No, Kit thought, he wouldn’t.
“I’m so glad you were here,” she said to Cheryl. She hated to think of him waking to a bunch of cold, professional faces. Cheryl would have been almost like family.
“I was just about to leave for the night and the ER receptionist called and said, ‘I thought you might like to know that we’ve got Dr. Perelle down here.’ It was awful when they first brought him in. And the two who were killed. One guy’s head was attached to his shoulders by a thread of skin. I saw the two of them first and then I saw Cole and I thought for sure he was dying.” Cheryl looked away from her, toward the reception desk, and Kit saw the tears in her eyes. “I know I really upset Jay on the phone—I should have checked out Cole’s condition a little further before I called.”
“I’m glad you called right away.”
“Dr. Gold’s going to admit him to a private room. They’ll have to wake him up every hour or so. You can stay with him if you like.”
She wanted to stay. She couldn’t change his bandages or hold the basin while he threw up. Spending the night at the hospital seemed the least she could do for him.
He spoke and moved in slow motion, as if he were afraid he would break. He was bothered by his sketchy memory of what had happened, and he felt just well enough to be grumpy.
“I wish I could remember,” he said. “I never go in ambulances with patients. I feel like I’m cracking up.”
She ran her hand up his arm. It was perfect, without a scratch. “That’s to be expected after a bad conk on the head.”
“Tell me about this morning. I want to see what I remember.”
She searched her own memory. “We slept in my room and we got up too late to go for a run because of our activities during the night. You remember them, don’t you?”
He smiled weakly. “Afraid not. Don’t take it personally. I’m sure it was wonderful.”
She felt a little sad. “What’s the last thing you do remember?” she asked.
He squinted as he thought. “Did all of us go out for ice cream sundaes last night?”
“That was the night before. Do you remember that?”
“Yes,” he said, and a look of amusement crossed his face. “I have a selective memory, I guess.”
She slept most of the morning on a sofa in his office. He was groggy when she went to see him in the afternoon. They’d taken the collar off his neck and they were letting him sleep for three hours at a time.

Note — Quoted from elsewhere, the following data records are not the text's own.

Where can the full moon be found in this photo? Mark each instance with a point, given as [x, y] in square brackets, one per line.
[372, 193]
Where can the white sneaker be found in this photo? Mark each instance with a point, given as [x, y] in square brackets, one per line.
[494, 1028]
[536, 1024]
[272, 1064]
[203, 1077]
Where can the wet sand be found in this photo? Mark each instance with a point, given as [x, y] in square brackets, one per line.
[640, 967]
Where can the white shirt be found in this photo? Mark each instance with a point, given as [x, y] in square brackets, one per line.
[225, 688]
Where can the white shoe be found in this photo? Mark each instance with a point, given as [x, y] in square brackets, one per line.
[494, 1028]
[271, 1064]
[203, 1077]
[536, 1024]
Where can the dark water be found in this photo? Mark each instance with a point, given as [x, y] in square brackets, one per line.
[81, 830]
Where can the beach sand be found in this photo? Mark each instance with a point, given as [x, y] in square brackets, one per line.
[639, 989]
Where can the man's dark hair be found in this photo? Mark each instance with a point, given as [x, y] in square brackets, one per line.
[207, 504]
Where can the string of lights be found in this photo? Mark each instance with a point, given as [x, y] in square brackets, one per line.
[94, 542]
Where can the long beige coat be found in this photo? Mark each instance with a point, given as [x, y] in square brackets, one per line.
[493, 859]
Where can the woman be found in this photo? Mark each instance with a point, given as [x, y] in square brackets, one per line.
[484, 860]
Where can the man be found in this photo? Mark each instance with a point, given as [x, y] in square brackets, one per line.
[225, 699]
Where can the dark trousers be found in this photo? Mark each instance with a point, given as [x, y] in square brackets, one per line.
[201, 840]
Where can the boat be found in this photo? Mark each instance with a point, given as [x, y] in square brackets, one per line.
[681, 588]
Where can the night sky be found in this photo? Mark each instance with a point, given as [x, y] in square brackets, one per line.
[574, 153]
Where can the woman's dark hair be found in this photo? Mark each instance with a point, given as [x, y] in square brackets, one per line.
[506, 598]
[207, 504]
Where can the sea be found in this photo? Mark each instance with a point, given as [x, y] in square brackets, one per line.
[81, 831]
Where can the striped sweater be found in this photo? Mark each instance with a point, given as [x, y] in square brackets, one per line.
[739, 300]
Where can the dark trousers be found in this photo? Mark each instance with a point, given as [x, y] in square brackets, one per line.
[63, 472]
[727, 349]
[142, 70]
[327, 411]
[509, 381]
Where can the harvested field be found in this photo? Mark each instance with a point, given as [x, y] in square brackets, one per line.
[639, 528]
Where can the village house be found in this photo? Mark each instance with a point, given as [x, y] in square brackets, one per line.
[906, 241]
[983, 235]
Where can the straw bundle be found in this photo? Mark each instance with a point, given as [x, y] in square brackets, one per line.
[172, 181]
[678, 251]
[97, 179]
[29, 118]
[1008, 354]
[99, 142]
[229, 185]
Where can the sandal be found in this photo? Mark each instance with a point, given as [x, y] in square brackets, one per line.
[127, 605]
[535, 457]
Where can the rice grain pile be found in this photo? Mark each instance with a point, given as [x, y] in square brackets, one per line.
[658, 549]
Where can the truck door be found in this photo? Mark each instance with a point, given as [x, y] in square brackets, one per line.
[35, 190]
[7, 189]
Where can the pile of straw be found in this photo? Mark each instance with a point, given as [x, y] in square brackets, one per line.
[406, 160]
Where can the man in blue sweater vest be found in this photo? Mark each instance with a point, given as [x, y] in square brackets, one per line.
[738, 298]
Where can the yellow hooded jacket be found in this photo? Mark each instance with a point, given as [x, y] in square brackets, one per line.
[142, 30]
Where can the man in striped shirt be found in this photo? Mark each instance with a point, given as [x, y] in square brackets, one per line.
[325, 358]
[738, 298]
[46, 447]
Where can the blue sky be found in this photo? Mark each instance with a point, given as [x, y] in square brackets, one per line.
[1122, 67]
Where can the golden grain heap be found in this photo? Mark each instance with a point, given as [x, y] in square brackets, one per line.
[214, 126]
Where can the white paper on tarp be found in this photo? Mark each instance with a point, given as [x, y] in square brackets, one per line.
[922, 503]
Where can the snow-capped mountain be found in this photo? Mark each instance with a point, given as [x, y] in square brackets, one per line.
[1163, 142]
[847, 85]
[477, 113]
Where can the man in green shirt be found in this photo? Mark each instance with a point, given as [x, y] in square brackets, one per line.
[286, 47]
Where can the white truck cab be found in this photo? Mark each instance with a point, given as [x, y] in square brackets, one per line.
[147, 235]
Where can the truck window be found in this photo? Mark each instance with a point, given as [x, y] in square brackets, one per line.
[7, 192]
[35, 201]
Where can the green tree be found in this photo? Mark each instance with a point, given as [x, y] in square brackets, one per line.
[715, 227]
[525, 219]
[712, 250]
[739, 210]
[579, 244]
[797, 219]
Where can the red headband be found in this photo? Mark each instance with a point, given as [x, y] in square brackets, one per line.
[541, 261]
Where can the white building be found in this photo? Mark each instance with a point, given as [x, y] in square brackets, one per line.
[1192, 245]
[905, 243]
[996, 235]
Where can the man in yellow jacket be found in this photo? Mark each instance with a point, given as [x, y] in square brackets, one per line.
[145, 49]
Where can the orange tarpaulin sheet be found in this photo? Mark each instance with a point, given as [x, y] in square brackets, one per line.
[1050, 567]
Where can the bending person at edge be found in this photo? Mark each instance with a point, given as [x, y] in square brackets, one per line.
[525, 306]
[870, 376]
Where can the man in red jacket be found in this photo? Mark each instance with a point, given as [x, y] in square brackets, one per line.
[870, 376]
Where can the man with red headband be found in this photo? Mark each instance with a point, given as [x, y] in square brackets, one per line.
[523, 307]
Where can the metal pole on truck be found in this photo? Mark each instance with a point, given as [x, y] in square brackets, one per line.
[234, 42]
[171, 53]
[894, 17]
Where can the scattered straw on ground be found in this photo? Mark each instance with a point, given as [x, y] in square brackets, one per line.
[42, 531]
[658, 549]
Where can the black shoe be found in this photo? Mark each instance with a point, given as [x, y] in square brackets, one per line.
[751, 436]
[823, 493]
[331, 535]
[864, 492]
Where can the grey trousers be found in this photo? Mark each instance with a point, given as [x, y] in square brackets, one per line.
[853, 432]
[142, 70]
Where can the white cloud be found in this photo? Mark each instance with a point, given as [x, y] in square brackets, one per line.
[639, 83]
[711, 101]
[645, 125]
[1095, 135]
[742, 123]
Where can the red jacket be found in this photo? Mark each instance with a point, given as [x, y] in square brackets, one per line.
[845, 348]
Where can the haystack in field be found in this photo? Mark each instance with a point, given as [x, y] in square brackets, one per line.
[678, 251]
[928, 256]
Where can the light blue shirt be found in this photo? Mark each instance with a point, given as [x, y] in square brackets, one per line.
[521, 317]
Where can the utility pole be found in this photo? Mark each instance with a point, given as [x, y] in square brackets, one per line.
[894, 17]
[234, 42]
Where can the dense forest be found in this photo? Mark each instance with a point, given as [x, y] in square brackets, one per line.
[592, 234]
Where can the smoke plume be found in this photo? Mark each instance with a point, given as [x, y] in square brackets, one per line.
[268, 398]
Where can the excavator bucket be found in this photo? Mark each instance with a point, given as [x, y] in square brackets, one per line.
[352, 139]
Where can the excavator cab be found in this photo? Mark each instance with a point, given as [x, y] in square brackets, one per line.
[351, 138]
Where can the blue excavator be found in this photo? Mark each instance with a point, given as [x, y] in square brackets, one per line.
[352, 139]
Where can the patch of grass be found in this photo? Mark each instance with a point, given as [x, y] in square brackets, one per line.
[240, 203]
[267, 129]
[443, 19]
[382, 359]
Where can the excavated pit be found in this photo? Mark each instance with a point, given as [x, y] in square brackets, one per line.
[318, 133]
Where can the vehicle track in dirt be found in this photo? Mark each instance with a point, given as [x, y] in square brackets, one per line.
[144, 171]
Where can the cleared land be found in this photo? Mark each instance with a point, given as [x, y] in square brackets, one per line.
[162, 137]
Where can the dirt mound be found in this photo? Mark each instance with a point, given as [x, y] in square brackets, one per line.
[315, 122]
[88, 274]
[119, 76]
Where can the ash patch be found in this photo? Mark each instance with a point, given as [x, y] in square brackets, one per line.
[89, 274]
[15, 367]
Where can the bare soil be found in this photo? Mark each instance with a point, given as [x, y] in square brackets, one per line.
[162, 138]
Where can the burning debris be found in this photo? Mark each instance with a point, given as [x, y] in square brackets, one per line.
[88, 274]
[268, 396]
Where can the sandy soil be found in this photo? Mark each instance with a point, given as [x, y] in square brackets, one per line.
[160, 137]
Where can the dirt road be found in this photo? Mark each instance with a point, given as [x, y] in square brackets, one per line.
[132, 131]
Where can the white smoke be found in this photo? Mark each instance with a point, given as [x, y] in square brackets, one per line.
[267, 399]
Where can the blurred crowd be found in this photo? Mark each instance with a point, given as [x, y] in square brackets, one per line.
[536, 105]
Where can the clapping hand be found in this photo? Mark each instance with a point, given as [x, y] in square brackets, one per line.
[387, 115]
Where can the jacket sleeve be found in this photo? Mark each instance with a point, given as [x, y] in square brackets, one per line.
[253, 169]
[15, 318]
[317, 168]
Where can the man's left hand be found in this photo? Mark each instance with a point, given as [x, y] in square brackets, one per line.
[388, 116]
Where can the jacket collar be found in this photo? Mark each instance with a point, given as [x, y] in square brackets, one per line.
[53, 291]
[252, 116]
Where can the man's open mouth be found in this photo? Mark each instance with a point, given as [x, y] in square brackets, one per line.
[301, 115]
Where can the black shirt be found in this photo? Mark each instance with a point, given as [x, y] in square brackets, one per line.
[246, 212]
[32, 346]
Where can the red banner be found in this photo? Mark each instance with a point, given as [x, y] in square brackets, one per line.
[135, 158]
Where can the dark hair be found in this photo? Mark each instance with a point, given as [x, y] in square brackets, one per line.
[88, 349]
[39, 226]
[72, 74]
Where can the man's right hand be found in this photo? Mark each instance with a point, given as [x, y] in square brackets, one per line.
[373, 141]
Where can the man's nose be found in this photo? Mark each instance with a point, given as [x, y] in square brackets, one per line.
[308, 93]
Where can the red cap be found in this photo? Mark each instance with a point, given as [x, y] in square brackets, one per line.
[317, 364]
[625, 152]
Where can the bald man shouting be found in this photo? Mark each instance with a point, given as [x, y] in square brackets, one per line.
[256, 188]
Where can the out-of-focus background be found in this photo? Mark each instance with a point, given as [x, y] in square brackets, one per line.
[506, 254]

He held her hand loosely. “I’ve never hurt so much in my life,” he said. “Everything aches. My head feels like it has a hatchet in it.”
“I know, babe.”
He suddenly brightened. “My patient came to see me and I remembered her.”
“Really?”
“Yes. She’s new in town, so I hadn’t been seeing her long. I still don’t understand how it all happened, though. She said I rode with her because she was scared.” He looked at her. “Did you know I was such a nice guy?”
She smiled. “Oh, yeah.”
“She said she felt guilty about the accident.”
“Poor thing.”
“I told her not to, that I’ll be all right. I just feel bad about her baby.”
She could see the light dawning in his eyes and knew she was on shaky ground.
“What about the driver?” he asked. “The ambulance driver. Was he hurt at all?”
How should she do this? “Yes, he was. There was a driver and two attendants.”
“Are they here at Blair?’
She tightened her grip on his hand. “One attendant is here and he’s doing very well. The driver and the other attendant—a woman—were badly hurt and they died on the way in.”
Cole turned his face toward her, his eyes huge in their blackened sockets. “Jesus, no. Why didn’t you tell me?’
“Dr. Gold said it would be better to tell you when you asked.”
“Oh my God. It’s my fault. I could have driven her in.”
“Cole, no way was it your—”
“Two people are dead. And the baby. Shit.” He let go of her hand. “I’ve been lying here complaining about my little aches and pains, and three people are dead. How could you let me do this?”
She leaned back in her chair, not saying anything. Nothing she said could make any difference.